Press put the glass down heavily. Harry doubted that he grasped the details of the scam. August was the brains. But how did he get involved with a hedge fund with no assets other than unclaimed icebergs floating stupidly in non-territorial waters? How did they make the same mistake as Harry?
“Your problem, Press, is that you can no longer maintain the facade of being Prescott Lunden.”
Press offered a damaged smile. “Least of my worries.”
Harry looked around the man’s office, null in its decor, the subtle beiges and ancient carpet. There weren’t any photographs, and the only painting had probably been supplied by the decorator.
“Ou
r job was to preserve,” Press whispered. “The barbarians were at the gate.”

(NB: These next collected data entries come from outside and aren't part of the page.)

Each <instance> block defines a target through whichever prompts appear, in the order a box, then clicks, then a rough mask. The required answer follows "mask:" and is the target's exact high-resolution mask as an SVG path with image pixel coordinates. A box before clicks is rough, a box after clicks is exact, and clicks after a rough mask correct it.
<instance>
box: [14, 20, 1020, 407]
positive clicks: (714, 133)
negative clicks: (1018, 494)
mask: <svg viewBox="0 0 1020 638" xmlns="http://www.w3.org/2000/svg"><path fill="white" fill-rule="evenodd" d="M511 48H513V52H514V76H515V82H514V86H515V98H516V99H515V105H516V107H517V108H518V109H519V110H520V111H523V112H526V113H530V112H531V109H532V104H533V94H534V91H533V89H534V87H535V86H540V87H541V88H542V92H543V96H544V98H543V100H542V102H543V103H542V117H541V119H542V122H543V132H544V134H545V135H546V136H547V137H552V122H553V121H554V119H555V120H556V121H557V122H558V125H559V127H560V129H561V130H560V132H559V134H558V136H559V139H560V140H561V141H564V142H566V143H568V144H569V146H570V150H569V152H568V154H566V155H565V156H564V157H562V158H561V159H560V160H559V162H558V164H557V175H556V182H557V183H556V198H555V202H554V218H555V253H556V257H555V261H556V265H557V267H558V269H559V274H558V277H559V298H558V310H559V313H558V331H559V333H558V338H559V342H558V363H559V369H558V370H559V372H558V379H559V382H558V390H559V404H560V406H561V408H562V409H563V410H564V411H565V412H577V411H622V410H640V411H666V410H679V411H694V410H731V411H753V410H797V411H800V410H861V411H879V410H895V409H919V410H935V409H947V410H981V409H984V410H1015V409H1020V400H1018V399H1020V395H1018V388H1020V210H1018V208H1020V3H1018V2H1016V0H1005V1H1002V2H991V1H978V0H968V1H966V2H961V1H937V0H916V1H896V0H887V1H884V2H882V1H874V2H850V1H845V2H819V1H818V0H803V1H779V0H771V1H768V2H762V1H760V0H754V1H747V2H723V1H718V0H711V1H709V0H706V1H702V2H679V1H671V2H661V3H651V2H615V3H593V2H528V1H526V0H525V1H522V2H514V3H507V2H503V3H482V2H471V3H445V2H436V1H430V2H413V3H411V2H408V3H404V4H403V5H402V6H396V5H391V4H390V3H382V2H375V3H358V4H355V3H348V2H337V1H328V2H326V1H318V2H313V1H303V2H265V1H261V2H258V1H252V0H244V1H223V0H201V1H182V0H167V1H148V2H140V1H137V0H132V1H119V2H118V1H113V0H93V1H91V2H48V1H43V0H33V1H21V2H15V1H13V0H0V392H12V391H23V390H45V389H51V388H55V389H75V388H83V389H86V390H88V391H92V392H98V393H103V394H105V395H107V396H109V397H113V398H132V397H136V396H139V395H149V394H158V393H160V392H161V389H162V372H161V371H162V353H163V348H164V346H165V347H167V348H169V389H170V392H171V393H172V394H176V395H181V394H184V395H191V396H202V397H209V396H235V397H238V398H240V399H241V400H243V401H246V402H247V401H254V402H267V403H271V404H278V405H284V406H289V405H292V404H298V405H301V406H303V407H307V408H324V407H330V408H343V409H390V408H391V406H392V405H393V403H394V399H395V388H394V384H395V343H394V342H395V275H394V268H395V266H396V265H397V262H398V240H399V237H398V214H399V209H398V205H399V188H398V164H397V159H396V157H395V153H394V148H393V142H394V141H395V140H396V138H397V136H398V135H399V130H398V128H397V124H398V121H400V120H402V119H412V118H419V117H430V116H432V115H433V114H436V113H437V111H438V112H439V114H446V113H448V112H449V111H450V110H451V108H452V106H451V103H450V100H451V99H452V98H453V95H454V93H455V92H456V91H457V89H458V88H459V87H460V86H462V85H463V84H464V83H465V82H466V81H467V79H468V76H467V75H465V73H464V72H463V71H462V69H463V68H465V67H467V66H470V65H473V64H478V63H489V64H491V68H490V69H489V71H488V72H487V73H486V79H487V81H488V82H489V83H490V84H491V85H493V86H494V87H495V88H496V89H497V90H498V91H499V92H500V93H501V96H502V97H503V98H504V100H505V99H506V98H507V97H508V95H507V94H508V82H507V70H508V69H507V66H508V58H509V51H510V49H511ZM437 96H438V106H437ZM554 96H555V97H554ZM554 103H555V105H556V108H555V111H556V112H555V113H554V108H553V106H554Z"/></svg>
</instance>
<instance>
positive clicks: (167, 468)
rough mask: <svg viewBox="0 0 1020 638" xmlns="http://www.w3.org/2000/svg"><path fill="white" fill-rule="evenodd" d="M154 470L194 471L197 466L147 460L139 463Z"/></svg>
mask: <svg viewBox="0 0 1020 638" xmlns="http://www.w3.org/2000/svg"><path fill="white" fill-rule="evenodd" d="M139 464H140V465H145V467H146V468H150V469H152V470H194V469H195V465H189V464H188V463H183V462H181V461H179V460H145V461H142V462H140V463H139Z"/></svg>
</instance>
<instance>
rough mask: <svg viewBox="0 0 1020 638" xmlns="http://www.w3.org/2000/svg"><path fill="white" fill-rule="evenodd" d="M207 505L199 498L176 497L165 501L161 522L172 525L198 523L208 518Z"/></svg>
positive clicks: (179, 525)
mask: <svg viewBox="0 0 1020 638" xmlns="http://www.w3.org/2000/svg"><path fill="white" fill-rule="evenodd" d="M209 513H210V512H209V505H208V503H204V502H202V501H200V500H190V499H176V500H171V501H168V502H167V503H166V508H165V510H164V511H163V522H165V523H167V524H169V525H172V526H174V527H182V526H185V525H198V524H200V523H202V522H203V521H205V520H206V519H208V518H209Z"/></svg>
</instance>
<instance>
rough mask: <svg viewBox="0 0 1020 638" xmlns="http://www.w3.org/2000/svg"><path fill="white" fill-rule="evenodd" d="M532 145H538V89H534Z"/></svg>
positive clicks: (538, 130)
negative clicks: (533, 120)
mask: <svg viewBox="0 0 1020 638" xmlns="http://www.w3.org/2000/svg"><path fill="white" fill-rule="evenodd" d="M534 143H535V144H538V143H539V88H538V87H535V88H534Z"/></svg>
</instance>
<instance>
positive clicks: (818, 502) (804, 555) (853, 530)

“You’re the fucking barbarian at the gate,” Harry said, standing and leaning toward Press, his hands on the desk. “Why was August downtown at six a.m., Press? The only reason would be to meet someone, someone he knew. But that person didn’t show. Instead, two thugs were waiting. You set him up, didn’t you, you heartless son of a bitch.” Harry grabbed Press’s shirt and shook him. It was like holding a rag doll. He pushed Press back into his chair. “Do the right thing, Press.”
Press slumped, his mouth open slightly, and stared to the back of the room. He seemed to Harry to be on the verge of unconsciousness.
Press’s secretary came in, looking afraid. It wasn’t clear if Press was aware of her presence. His eyes were open. “Mr. Lunden, do you want me to call the police?” She looked nervously at Harry.
“Helen, why don’t you do that?” Harry said. “Tell them that Mr. Lunden stole several million dollars from my father. Tell them he’s a fraud. That he’s been a fraud for thirty years. Tell them he has some information about the murder of August Sampson.”
She stood there, unsure of what to do. Press’s mouth was open, his eyes glazed.
Harry turned and left. He walked out to his car and sat there as it warmed. It still wasn’t clear what Dale’s role was in this. You could sleep with your wife’s best friend, but you couldn’t steal money from the neighbours. One was merely recreation, the other a commandment. But then you got to a point, didn’t you? You found yourself sitting in your Jaguar with the garage door closed and a bottle of bourbon between your legs and the engine running, and a pop song was playing on the radio and you couldn’t remember the title; it was on the tip of your tongue.
Dale had seemed so utterly in control when Harry was a child, the illusion of every son. Though in Dale’s case, it was likely true. But his second wife left him and his brain unravelled, and he was left unmoored. The calm of the financial world, the dignified lunches with men who looked like him, had given way to a new paradigm of risk and complexity. The city was changing, the markets were changing. It was like a stage set that had been struck at the end of act one, the act two curtain opening to reveal a new configuration that conjured a completely different world.